At Tikvat Israel Congregation, dancing is so much more than hoisting up a bride and groom in chairs.
At Tikvat Israel Congregation, dancing is so much more than hoisting up a bride and groom in chairs. (By Allsion Dinner For The Washington Post)
Sunday, July 17, 2005

If you haven't thought about Israeli dance since the last time you stumbled through a hora at a Jewish wedding, it's time to take another look. In the Washington area, you can find folk dance -- which Israelis call rikudei am , or "dance of the people" -- almost any day of the week.

These are lively affairs where young, old, novice and expert dancers join hands in an ever-expanding repertory of circle, line and couple dances, all performed with Israeli flair. The hora? That's just the beginning when it comes to Israeli dance, -- and like Levy's rye bread, you don't have to be Jewish to love it.

Since its founding in 1948, Israel has been a nation of immigrants, and Israeli folk dances reflect that diverse makeup: Older dances include quadrille-like Russian shers and percussive Arabic debkas , more recent dances favor Latin rhythms and hip movements.

Israeli folk dances now number more than 4,000, though only the best become popular standards like "Erev Tov" ("Good Evening"), "Od Lo Ahavti Dai" ("I Haven't Loved Enough") or "Ushavtem Mayim" ("And You Shall Draw Water").

Each year professional folk dance leaders and choreographers based in Israel and other countries create about 250 to 300 new Israeli dances, says Honey Goldfein, a New York-based folk dance teacher. Most new dances accompany Israeli pop music, the kind heard on the nation's Top-40 radio stations. So don't be surprised if you hear a Middle Eastern rap or a hip-quivering salsa sung in Hebrew.

"Israeli dancing is a great way to feel a part of a community," says folk dance instructor Ethan Halpern of College Park. "There's nothing better than a circle of friends dancing together -- it's good music, good exercise and good fun."
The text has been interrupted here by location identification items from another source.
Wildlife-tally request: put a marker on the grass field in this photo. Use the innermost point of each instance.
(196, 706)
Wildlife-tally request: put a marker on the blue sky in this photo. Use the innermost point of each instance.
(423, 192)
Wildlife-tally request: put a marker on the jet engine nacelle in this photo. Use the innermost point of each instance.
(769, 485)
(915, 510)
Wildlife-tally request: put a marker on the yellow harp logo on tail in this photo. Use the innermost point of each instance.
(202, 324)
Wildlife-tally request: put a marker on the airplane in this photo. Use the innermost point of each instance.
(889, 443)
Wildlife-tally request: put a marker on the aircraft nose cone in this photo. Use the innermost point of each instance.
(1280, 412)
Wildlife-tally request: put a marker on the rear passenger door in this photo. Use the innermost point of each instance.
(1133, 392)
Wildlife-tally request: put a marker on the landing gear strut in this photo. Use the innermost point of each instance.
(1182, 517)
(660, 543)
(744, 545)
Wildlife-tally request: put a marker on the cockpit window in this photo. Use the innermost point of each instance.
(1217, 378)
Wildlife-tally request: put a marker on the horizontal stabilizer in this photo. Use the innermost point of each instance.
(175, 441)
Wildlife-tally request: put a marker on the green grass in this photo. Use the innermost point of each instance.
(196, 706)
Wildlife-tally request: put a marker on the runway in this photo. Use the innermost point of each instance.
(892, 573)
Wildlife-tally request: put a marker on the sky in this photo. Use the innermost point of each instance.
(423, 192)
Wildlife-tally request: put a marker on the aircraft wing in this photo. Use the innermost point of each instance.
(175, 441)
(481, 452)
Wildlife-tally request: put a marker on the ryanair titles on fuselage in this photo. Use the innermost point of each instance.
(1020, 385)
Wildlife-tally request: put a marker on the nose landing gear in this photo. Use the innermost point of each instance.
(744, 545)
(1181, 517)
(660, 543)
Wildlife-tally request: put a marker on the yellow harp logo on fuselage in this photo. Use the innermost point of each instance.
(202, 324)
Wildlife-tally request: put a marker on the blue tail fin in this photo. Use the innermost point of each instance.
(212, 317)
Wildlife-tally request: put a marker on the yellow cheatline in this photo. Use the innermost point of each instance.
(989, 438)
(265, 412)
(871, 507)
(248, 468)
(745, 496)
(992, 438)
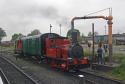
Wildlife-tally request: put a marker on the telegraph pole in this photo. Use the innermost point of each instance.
(50, 28)
(60, 28)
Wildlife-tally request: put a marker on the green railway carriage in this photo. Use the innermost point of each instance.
(32, 45)
(35, 45)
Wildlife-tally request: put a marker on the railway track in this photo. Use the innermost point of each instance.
(91, 78)
(13, 74)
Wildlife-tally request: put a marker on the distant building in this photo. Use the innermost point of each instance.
(104, 38)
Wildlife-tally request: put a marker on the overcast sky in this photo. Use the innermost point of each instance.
(22, 16)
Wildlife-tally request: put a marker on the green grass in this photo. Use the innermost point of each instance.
(119, 72)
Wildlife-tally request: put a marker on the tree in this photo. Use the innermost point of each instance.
(34, 32)
(16, 36)
(2, 34)
(70, 32)
(90, 34)
(95, 33)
What to expect: If it's your first time, arrive early for instruction. A folk dance leader usually spends the initial hour of a regular session on new dances: first simple ones, then more advanced. During open dancing, the leader plays requests and popular favorites for everyone to join in. If you're a beginner, pick someone who looks experienced and try to follow along at a safe distance.

What to bring: Wear comfortable, rubber-soled shoes; no one dances barefoot anymore. Many stalwart folk dancers invest in jazz-dance sneakers, but any athletic shoe with good support will do. Dress for comfort -- and for staying cool -- and don't forget a water bottle. No need to bring a partner; dancers pair up and change partners frequently.
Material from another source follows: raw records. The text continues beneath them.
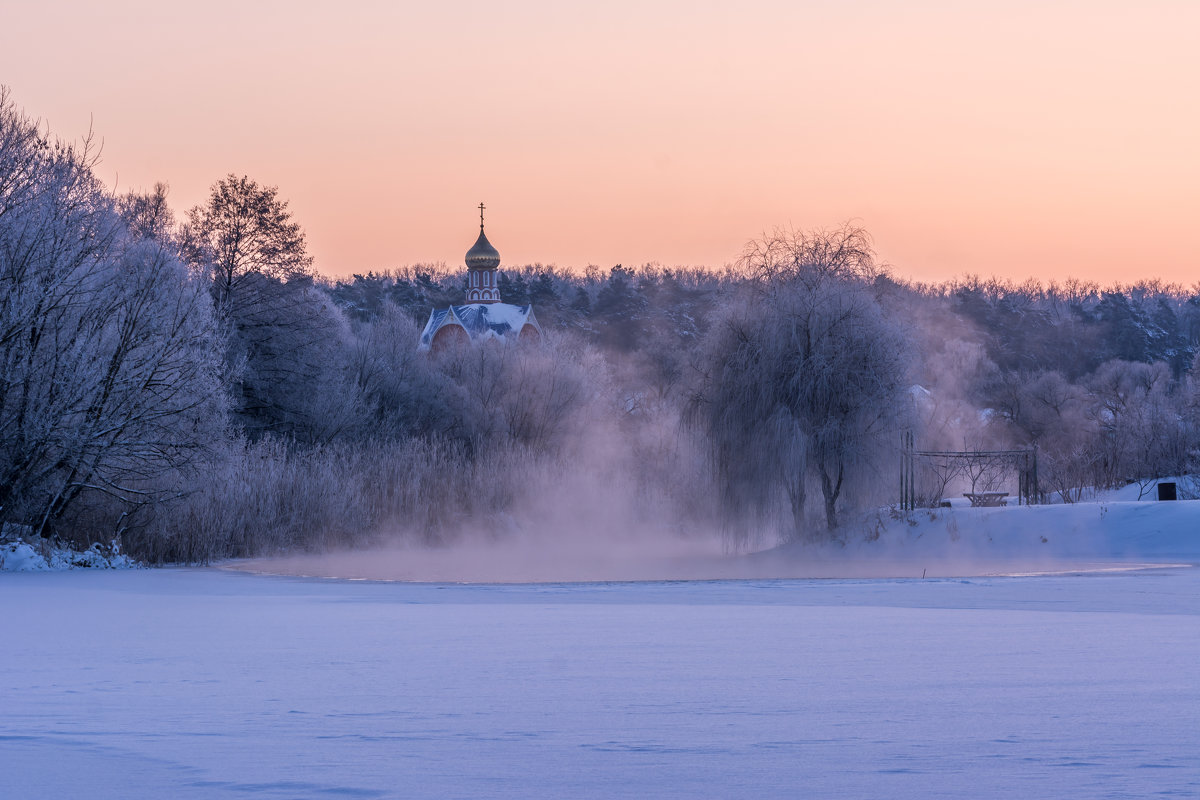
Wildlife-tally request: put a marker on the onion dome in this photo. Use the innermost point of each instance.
(483, 256)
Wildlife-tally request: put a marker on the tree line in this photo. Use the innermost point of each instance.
(191, 386)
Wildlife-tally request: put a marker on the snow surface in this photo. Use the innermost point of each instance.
(945, 542)
(219, 684)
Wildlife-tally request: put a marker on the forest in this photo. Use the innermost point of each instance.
(189, 384)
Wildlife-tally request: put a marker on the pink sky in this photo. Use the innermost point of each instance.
(1019, 139)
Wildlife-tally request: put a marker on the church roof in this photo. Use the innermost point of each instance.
(481, 320)
(483, 256)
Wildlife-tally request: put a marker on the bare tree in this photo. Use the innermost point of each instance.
(109, 376)
(805, 374)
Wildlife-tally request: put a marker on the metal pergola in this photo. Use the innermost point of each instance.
(971, 462)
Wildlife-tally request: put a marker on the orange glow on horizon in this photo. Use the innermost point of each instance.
(1019, 139)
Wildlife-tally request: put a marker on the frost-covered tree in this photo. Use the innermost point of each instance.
(283, 335)
(804, 376)
(109, 372)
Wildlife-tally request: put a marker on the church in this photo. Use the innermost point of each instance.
(484, 317)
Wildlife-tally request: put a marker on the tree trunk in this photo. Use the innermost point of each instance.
(831, 489)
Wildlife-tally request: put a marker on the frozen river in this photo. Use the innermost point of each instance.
(215, 684)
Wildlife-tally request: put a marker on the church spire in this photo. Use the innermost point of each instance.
(483, 259)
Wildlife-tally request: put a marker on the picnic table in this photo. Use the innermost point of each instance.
(987, 498)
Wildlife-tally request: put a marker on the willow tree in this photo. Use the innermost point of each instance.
(804, 376)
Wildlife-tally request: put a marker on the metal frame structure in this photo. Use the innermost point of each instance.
(1025, 462)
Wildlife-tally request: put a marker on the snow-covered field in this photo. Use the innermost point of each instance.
(219, 684)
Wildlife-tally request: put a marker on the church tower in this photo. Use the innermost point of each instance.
(483, 259)
(484, 317)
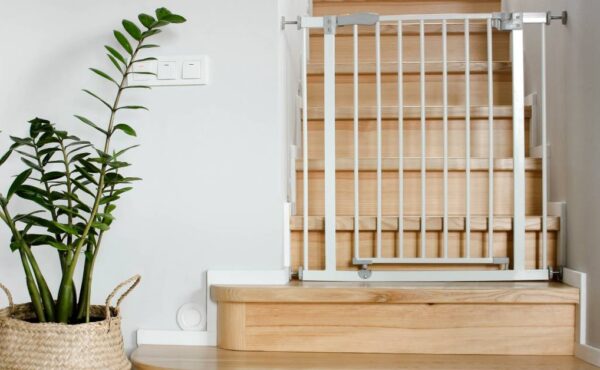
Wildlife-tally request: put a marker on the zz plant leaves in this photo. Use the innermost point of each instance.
(73, 183)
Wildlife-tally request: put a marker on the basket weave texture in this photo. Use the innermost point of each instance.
(28, 345)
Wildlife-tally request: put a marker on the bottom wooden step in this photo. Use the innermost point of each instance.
(427, 318)
(148, 357)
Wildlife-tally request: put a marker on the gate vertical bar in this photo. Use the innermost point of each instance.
(544, 152)
(329, 142)
(379, 144)
(356, 152)
(305, 147)
(445, 123)
(400, 252)
(518, 83)
(490, 251)
(423, 253)
(467, 142)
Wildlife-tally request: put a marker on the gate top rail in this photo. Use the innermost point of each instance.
(370, 18)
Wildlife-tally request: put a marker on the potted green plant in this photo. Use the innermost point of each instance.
(74, 186)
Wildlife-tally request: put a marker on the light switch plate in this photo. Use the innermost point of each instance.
(177, 70)
(167, 70)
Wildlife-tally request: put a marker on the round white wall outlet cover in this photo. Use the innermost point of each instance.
(191, 317)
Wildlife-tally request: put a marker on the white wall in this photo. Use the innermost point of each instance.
(573, 117)
(212, 158)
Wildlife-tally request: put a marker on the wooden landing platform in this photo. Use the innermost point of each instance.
(211, 358)
(491, 318)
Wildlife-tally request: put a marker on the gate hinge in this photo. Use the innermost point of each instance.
(364, 272)
(329, 24)
(507, 21)
(555, 274)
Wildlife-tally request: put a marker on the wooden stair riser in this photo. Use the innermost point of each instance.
(433, 90)
(503, 193)
(411, 47)
(335, 7)
(456, 248)
(503, 138)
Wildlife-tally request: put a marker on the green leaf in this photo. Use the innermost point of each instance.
(174, 18)
(105, 216)
(66, 228)
(132, 29)
(5, 157)
(100, 226)
(115, 63)
(32, 165)
(18, 182)
(151, 32)
(104, 75)
(36, 198)
(146, 20)
(25, 154)
(132, 107)
(21, 217)
(123, 41)
(97, 97)
(52, 176)
(109, 199)
(116, 54)
(121, 191)
(17, 140)
(123, 151)
(149, 46)
(125, 128)
(90, 123)
(144, 60)
(59, 246)
(137, 87)
(161, 13)
(82, 187)
(86, 175)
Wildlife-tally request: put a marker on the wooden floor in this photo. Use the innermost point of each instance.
(211, 358)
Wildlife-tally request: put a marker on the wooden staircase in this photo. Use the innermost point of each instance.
(493, 318)
(425, 318)
(502, 145)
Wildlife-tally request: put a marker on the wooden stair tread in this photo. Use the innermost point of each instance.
(410, 67)
(413, 223)
(160, 357)
(414, 292)
(414, 112)
(414, 164)
(411, 29)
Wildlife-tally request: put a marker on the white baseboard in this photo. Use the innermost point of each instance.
(209, 337)
(173, 337)
(579, 280)
(588, 353)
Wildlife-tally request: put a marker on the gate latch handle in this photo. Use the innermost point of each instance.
(360, 19)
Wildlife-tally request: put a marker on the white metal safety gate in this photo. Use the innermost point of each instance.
(515, 267)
Cost: Sessions are drop-in and range from free to $8.

Lisa Traiger

Join the circle:

Bethesda-Chevy Chase Jewish Community Group. This intimate group favors a simple but vigorous repertory of dances from the 1940s through the 1960s that recalls Israel's agricultural and pioneering days. Sundays (except July 31), 10 a.m.-noon. Generally meets at the Jewish Community Center of Greater Washington, 6125 Montrose Rd., Rockville. Free. 301-348-3763. .

Congregation Har Shalom. Longtime local folk dance leader Ben Hole concentrates on popular Israeli dances choreographed prior to 1990. Wednesday classes for beginners and intermediate dancers, 8:15-9 p.m.; dances by request 9-10 p.m. 11510 Falls Rd., Potomac. $5. 301-441-8213 or 301-299-7087.
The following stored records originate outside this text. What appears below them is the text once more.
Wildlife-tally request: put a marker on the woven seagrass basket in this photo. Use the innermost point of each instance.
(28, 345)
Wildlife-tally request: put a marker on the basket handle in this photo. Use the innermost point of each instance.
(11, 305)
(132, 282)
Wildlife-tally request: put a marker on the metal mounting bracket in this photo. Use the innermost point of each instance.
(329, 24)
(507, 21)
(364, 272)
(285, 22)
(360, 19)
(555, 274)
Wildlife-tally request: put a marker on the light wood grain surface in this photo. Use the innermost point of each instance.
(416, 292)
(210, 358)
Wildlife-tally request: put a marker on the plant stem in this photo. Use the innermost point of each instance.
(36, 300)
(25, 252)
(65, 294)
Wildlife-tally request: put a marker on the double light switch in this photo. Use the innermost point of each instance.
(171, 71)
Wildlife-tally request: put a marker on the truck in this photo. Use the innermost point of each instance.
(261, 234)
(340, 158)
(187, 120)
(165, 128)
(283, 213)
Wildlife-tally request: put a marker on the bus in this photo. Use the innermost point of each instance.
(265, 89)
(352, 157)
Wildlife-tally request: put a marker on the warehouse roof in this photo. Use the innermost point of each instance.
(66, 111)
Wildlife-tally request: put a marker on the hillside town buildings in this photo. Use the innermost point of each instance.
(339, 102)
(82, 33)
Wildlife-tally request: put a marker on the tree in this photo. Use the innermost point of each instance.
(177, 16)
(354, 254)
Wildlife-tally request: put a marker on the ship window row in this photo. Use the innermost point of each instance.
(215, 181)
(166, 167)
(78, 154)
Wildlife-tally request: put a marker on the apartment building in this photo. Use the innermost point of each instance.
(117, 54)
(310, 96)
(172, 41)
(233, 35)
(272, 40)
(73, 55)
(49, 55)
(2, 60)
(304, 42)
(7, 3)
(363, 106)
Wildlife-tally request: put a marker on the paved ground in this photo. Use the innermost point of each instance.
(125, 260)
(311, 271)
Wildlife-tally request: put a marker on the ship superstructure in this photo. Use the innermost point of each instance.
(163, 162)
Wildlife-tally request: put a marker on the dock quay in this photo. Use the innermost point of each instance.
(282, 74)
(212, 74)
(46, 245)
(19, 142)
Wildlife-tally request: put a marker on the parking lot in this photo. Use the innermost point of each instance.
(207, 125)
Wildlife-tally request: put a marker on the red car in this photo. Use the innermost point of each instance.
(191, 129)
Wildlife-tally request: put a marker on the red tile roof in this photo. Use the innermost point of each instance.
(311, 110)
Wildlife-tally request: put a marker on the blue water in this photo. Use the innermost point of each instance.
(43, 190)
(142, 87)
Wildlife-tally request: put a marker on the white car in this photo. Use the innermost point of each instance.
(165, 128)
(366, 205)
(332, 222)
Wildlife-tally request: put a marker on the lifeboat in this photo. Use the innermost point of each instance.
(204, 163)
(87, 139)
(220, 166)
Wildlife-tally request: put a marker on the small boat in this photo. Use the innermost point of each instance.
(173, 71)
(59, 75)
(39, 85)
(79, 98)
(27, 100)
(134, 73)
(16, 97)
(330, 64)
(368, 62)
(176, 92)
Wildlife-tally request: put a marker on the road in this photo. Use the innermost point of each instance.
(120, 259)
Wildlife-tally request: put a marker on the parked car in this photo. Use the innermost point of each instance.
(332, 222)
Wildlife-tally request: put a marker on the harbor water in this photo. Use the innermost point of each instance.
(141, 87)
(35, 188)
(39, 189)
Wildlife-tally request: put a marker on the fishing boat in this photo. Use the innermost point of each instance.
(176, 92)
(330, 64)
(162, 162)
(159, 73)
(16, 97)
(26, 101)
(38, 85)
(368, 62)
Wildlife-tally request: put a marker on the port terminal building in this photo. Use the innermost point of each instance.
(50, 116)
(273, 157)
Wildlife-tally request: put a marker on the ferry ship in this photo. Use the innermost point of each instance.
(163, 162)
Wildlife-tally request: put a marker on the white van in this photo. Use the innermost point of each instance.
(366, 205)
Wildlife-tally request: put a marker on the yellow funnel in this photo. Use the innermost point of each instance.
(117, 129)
Jewish Community Center of Northern Virginia. A dedicated dozen show up each week to enjoy both oldies and some new dances. Tuesdays, 8-10 p.m. 8900 Little River Turnpike, Fairfax. $6. 301-982-0937 or 703-323-0880. .

Mount Jezreel Baptist Church. Just a dozen dancers participate in the sessions, which offer older and newer dances with teaching interspersed. Mondays, 8-10 p.m. 420 University Blvd. E., Silver Spring. $5. 301-982-0937.

Oseh Shalom. A tiny but spirited group that welcomes newcomers and enjoys old and current dances. Wednesdays, 8-10 p.m. 7515 Olive Branch Way, Laurel. $2. 301-982-0937 or 301-496-5151.

Shaare Tefila Congregation. Vivacious teacher Moshany leads this group of about 50 dancers in the synagogue's social hall. Tuesday classes for beginners, 7:30-8 p.m.; dance 8-11 p.m. 11120 Lockwood Dr., Silver Spring. $7. 240-350-3110 or 301-593-3410.

Tikvat Israel Congregation. The largest local session attracts more than 100 dancers, including many native Israelis, and emphasizes fast-paced circle dances, popular line dances for younger participants and complex partnered dances. Thursdays, instruction 8-9 p.m.; dance 9 p.m.-midnight. 2200 Baltimore Rd., Rockville. $7. 301-871-5663 or 301-762-7338.